General economic conditions are improving, there are growing signs that the reins on credit availability are loosening, investor and buyer sentiment is trending in a positive direction, and companies are starting to feel the pressure to accelerate growth.
Ladies and gentlemen, the urge to merge is returning.
I worked for a global private equity firm for eight years and led marketing and communications on 45 transactions during that time. I fully understand the adage, “It’s easier to buy, rather than build.” Mergers and acquisitions can be game changers. Companies with healthy balance sheets acquire businesses that add operational bandwidth, expertise, blue-chip customers, and valuable competitive advantage. It can be a beautiful thing.
As companies plan for a transaction, the focus centers on financials, legal requirements, operational issues, and integration. But there’s one other business element that should not be overlooked: communications—in announcing the transaction, in managing the transition, and in building the business longer-term.
A merger or acquisition brings significant change. It can be an uncertain time, and when that uncertainty is not addressed proactively:
- Productivity declines. Employees become anxious and distracted and spend hours at work speculating about their futures.
- Employees depart. It begins with “the stars,” the organization’s best employees. They start looking for new opportunities. They can no longer see a clear direction and career path with the company.
- Customers defect. They are no longer confident in the company’s ability to meet their needs, and competitors are knocking on their doors, anxious to capitalize on the organization’s perceived vulnerability.
Communication is the great stabilizer in a merger or acquisition.
It prevents erosion within the business. It eliminates uncertainty, improves productivity, provides clarity and understanding, and mobilizes support.
The goal is to proactively engage key stakeholders – the audiences that affect the success of your business internally and externally. Communicate with them early and often, providing information that addresses their concerns and is consistent and strategically aligned. Communications should articulate the reasons behind the deal, showcase the business value, reveal timing for key actions, and be candid about what is known and what is unknown.

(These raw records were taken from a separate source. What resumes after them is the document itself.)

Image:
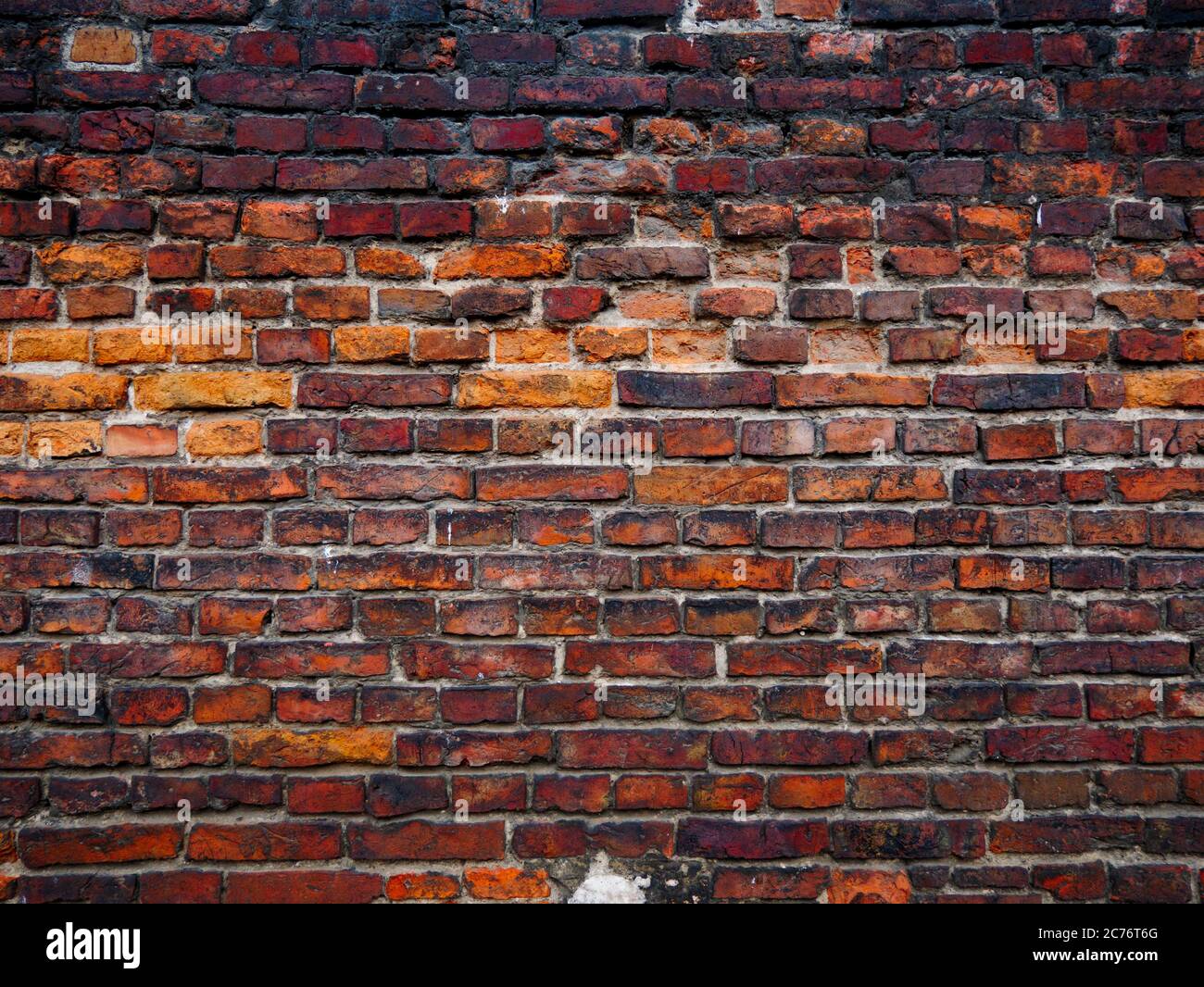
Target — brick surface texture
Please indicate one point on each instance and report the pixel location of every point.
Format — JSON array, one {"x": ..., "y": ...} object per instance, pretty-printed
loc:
[{"x": 366, "y": 627}]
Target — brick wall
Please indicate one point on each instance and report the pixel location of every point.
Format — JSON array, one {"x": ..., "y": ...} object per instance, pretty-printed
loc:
[{"x": 365, "y": 627}]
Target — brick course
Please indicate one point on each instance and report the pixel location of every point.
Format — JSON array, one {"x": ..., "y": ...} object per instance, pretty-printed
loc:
[{"x": 347, "y": 602}]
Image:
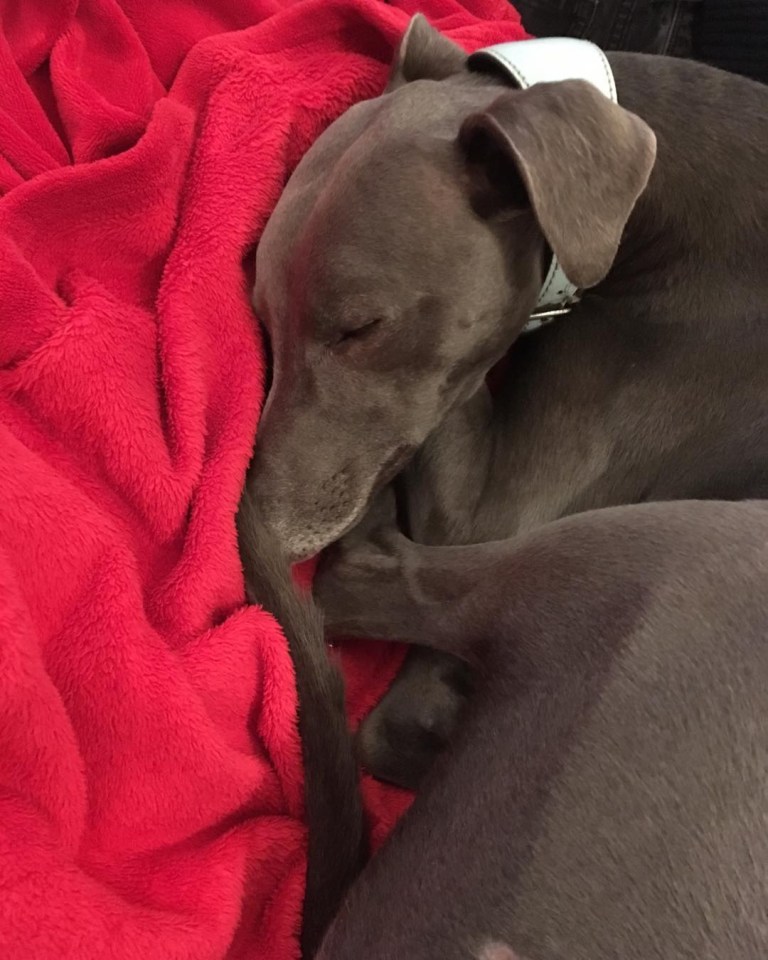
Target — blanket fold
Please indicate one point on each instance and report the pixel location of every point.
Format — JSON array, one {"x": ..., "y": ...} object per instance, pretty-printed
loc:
[{"x": 150, "y": 773}]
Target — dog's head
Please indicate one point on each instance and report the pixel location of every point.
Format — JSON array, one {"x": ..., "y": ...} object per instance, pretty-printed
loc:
[{"x": 405, "y": 256}]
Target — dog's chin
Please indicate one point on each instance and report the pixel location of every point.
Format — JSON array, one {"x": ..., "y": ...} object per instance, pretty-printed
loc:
[{"x": 309, "y": 542}]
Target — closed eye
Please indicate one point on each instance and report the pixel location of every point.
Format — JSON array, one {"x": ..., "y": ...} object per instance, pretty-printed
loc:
[{"x": 348, "y": 338}]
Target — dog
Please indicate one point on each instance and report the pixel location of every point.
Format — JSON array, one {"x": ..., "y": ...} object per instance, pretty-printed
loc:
[
  {"x": 402, "y": 264},
  {"x": 337, "y": 842},
  {"x": 605, "y": 794}
]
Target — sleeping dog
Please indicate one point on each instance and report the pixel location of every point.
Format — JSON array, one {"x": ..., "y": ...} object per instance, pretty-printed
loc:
[{"x": 402, "y": 263}]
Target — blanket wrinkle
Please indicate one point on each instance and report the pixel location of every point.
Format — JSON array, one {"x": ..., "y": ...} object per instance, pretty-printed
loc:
[{"x": 150, "y": 774}]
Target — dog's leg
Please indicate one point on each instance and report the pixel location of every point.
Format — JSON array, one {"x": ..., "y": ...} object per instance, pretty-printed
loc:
[
  {"x": 337, "y": 844},
  {"x": 605, "y": 795},
  {"x": 413, "y": 722}
]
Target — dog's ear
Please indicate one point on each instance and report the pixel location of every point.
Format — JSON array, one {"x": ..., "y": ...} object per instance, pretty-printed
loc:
[
  {"x": 574, "y": 157},
  {"x": 424, "y": 54}
]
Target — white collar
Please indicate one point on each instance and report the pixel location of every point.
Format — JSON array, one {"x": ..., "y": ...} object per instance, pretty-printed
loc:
[{"x": 548, "y": 60}]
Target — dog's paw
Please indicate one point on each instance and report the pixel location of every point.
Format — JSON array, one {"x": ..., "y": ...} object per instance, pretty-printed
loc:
[{"x": 415, "y": 721}]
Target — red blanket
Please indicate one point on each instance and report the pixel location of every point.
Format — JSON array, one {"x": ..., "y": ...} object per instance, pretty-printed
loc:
[{"x": 150, "y": 777}]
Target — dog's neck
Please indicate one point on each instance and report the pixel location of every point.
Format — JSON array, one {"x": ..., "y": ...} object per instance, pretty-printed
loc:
[{"x": 548, "y": 60}]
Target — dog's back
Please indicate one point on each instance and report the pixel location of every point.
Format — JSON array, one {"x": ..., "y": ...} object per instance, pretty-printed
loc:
[{"x": 606, "y": 797}]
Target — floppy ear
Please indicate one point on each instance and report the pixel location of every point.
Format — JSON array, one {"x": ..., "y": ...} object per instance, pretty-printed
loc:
[
  {"x": 574, "y": 157},
  {"x": 424, "y": 54}
]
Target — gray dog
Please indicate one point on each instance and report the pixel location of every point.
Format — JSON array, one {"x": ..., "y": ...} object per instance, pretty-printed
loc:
[
  {"x": 600, "y": 799},
  {"x": 404, "y": 259}
]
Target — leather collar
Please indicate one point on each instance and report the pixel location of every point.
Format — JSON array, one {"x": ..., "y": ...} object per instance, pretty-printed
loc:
[{"x": 548, "y": 60}]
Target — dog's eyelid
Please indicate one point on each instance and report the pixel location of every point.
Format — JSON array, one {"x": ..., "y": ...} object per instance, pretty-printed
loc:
[{"x": 355, "y": 333}]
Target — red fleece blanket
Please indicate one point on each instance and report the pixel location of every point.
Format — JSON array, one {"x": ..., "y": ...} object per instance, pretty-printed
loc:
[{"x": 150, "y": 774}]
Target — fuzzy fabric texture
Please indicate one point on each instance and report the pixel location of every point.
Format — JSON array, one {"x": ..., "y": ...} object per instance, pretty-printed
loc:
[{"x": 150, "y": 770}]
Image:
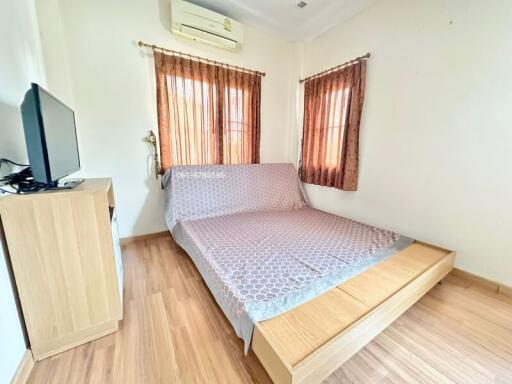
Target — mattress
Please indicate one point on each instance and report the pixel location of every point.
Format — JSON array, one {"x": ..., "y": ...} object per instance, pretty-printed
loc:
[
  {"x": 261, "y": 264},
  {"x": 259, "y": 246}
]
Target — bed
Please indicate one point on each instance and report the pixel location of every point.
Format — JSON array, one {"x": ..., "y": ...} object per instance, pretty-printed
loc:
[{"x": 293, "y": 280}]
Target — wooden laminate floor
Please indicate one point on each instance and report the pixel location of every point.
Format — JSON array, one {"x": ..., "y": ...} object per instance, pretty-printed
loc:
[{"x": 173, "y": 332}]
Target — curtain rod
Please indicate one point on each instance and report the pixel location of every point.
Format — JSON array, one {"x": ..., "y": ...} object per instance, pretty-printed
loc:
[
  {"x": 337, "y": 67},
  {"x": 217, "y": 63}
]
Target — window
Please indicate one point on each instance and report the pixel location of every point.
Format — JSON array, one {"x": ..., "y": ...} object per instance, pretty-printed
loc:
[
  {"x": 330, "y": 142},
  {"x": 207, "y": 114},
  {"x": 336, "y": 126}
]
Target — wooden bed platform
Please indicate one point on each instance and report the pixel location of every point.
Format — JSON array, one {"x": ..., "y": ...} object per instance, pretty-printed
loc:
[{"x": 308, "y": 343}]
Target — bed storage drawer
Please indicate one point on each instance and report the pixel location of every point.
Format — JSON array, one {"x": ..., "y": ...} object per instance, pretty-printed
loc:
[{"x": 308, "y": 343}]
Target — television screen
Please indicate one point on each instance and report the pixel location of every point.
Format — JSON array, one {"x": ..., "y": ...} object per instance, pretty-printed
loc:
[{"x": 50, "y": 135}]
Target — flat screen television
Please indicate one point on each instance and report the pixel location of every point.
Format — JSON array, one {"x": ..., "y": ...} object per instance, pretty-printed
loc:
[{"x": 50, "y": 136}]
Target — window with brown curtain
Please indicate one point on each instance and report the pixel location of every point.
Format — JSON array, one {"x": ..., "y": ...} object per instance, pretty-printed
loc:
[
  {"x": 332, "y": 112},
  {"x": 207, "y": 114}
]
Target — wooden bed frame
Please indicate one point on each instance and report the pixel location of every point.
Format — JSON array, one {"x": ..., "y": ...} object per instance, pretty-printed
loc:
[{"x": 308, "y": 343}]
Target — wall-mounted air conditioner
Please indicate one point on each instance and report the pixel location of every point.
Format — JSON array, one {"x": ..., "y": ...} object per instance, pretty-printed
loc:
[{"x": 201, "y": 24}]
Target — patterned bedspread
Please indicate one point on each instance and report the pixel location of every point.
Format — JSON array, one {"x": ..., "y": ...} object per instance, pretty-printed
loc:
[{"x": 261, "y": 263}]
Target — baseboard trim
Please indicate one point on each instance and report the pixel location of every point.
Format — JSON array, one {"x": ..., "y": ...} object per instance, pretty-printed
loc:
[
  {"x": 24, "y": 368},
  {"x": 132, "y": 239},
  {"x": 483, "y": 282}
]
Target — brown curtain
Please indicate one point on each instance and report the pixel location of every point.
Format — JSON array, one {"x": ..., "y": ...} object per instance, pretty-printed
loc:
[
  {"x": 332, "y": 113},
  {"x": 207, "y": 114}
]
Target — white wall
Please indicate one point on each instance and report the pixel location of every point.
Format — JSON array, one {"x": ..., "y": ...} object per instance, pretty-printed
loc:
[
  {"x": 436, "y": 133},
  {"x": 20, "y": 63},
  {"x": 113, "y": 92}
]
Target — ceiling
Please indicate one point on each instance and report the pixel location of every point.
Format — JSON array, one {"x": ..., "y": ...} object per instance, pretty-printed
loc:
[{"x": 285, "y": 18}]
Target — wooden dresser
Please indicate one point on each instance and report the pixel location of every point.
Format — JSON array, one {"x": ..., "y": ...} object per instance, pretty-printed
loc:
[{"x": 66, "y": 258}]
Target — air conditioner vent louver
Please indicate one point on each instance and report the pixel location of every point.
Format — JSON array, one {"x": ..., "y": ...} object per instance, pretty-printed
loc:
[{"x": 201, "y": 24}]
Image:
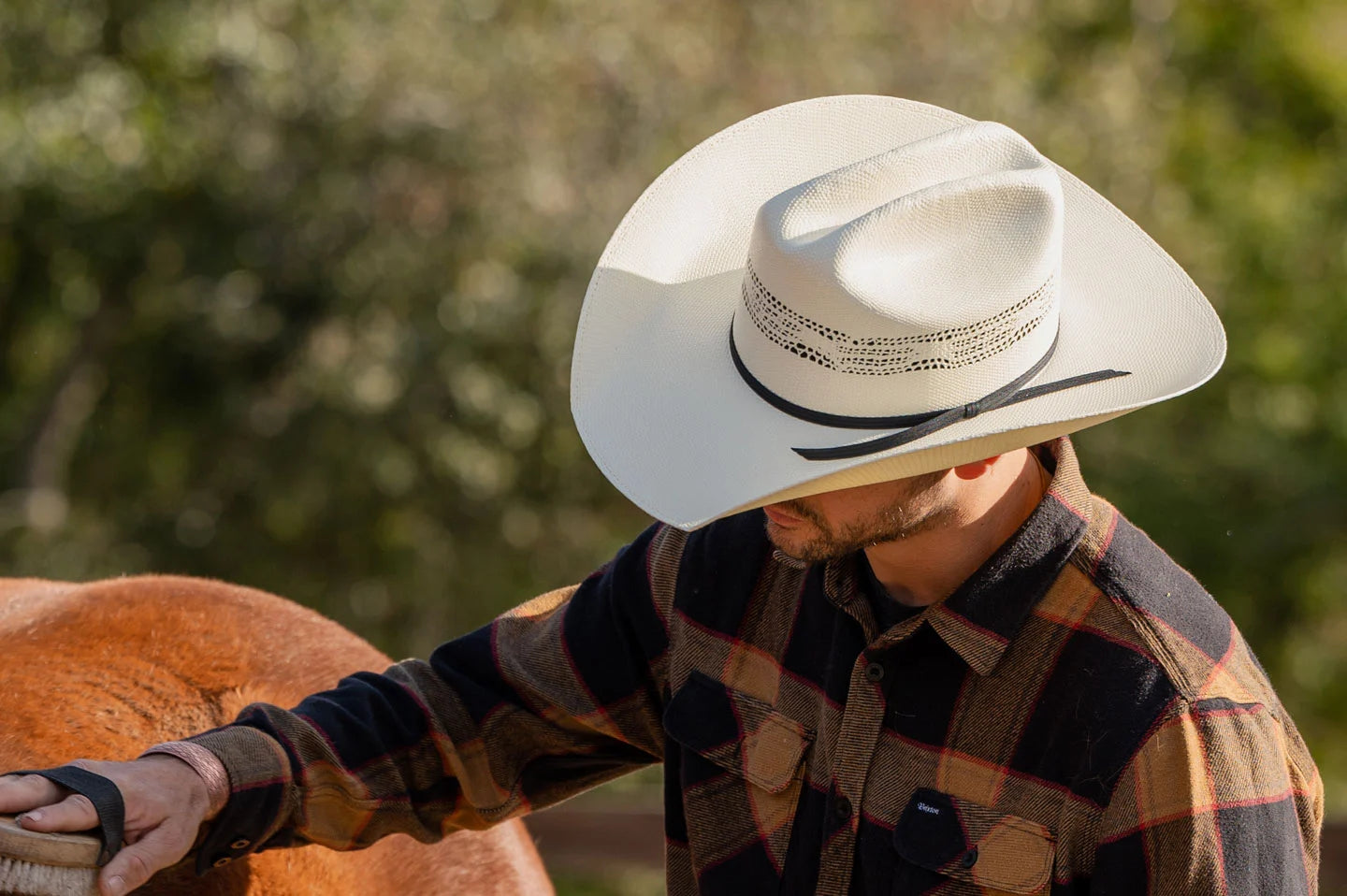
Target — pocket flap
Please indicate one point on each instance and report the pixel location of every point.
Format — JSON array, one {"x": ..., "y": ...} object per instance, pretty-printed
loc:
[
  {"x": 970, "y": 843},
  {"x": 737, "y": 731}
]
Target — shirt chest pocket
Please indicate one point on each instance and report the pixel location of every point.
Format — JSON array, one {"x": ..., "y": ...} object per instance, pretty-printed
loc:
[
  {"x": 964, "y": 847},
  {"x": 741, "y": 770}
]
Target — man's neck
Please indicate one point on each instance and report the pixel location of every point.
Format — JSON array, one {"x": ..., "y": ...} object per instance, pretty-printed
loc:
[{"x": 930, "y": 565}]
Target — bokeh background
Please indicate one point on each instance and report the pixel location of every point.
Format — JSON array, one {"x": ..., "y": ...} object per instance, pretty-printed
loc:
[{"x": 287, "y": 287}]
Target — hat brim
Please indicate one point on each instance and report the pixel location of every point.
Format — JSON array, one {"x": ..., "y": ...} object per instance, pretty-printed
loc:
[{"x": 671, "y": 424}]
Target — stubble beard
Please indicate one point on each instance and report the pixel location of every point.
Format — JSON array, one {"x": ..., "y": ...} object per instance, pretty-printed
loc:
[{"x": 916, "y": 511}]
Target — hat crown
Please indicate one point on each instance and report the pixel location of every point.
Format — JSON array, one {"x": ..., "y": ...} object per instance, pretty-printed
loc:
[{"x": 912, "y": 281}]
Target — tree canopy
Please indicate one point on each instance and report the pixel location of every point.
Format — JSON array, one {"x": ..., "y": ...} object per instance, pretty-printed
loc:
[{"x": 287, "y": 289}]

M&A communications begins with a strategic communications plan and requires flawless execution. This is not the time to “wing it.” Develop a thought-though strategy that details stakeholders and messaging, carefully choreographs tactical execution of the announcement, and sets a roadmap for sustained communications about the transaction, from announcement through post-close transition.

2 Comments
Bill, I could not agree more. I was the US People and Organization Integration Leader for the merger of two major global life sciences companies. What made this merger successful was a clear focus on people. We were able to retain key talent, hit sales goals, and retain customers because of this. The Integration team worked fast and smart. The rest of the organization focused on their jobs. Manager communication was absolutely crucial. People trust their immediate boss more than others. So organized ‘trickly down’ communications were imperative. Companies also need to define the 3-5 key decisions that need to be made immediately – and make them. People cannot tolerate ambiguity for very long.
Also, experts in people and organization effectiveness, generally HR professionals, need to be involved in due diligence. What looks like a good deal financially may have challenges the finance people can’t see. Mergers fail because of people and organization culture. Leaders always realize when it’s too late.
Joanne,
Great feedback and insight. It looks like our past experiences very much align. You make a good point regarding the need to involve “experts in people and organizational effectiveness” during due diligence. When communications, HR and operations experts are side by side with the deal team, it allows us to understand the environment, identify issues, and respond, proactively, with a plan — a plan that can be instrumental to the efficiency of the transition and to the longer term success of the transaction. Thanks for your comment.